Following a special meeting of NATO ambassadors in Brussels convened at short notice at Turkey’s request, the military alliance strongly condemned the "reckless Syrian airstrikes" and called on Russia and Syria to end their offensive in Idlib.
Meeting soon between Putin and Erdogan?
The Turkish army has thus finally landed "in the Syrian quagmire," as the opposition complains. For weeks, Russian President Vladimir Putin has kept Turkey on tenterhooks, refusing to enforce a renewed cease-fire with his protege Bashar al-Assad, as Erdogan is increasingly urging.
Still, the Turkish government is making an almost convulsive effort to refrain from Russian involvement in the fighting in Idlib, blaming the Syrian government alone for the attacks. The Russian government then hastened to declare that night that no Russian warplanes had been involved in the attack, but accused Turkey of being involved in an attack on Syrian troops along with terrorists from the al-Qaida-affiliated militia Hai’at Tahrir al-Sham. "We did not know that Turkish soldiers were among the Islamist militia," a Kremlin spokesman said.
This claim was immediately denied by Turkish Defense Minister Hulusi Akar. No other armed forces were present with the Turkish troops during the attack, he said.
At noon on Friday, after much urging from Ankara, Erdogan and Putin did have a direct telephone conversation, but it did not produce a diplomatic breakthrough. The Turkish ministers of defense and foreign affairs are to meet with their Russian counterparts, it was agreed. However, according to Turkish sources, Putin held out the prospect of a meeting between the two presidents in the near future.
Turkey fears hundreds of thousands of Syrian refugees
However, Putin had previously canceled a meeting scheduled for Wednesday of next week jointly with Chancellor Merkel, French President Macron and Erdogan. "We are still working on it," government spokesman Steffen Seibert said in Berlin.
Erdogan wants to use his army to ensure that Assad stops attacking at least part of Idlib so that a safe protection zone can be created there for almost three million people, one million of whom are already camping in tents along the Turkish border, according to the UN. Turkey fears that otherwise hundreds of thousands of Syrian refugees could once again cross the border, which the country would no longer be able to accommodate.

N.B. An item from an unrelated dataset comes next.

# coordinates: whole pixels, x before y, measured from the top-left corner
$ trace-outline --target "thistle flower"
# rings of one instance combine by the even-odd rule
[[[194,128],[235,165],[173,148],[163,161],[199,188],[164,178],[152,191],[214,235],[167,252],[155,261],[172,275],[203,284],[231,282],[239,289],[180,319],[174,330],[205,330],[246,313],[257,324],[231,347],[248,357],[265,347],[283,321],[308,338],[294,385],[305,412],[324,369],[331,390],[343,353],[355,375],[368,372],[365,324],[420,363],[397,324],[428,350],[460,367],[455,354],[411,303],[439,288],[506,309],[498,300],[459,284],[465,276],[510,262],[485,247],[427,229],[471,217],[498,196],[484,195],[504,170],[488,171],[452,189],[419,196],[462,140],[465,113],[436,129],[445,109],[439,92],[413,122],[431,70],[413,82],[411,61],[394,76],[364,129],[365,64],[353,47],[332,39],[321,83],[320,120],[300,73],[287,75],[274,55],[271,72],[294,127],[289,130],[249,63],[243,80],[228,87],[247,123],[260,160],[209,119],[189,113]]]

The Turkish government has therefore asked not only NATO but also the EU for more help. The German government and also the U.S. government have therefore now taken a clearer stance. German Foreign Minister Heiko Maas spoke of "war crimes" in Idlib, and influential U.S. Senator Lindsay Graham joined Turkey’s call for a no-fly zone over Idlib.
However, this no-fly zone would then have to be enforced militarily not only against Syria but also against Russia. Since this could lead to a major military conflict, the pressure on Putin to agree to a new ceasefire is now to be increased instead.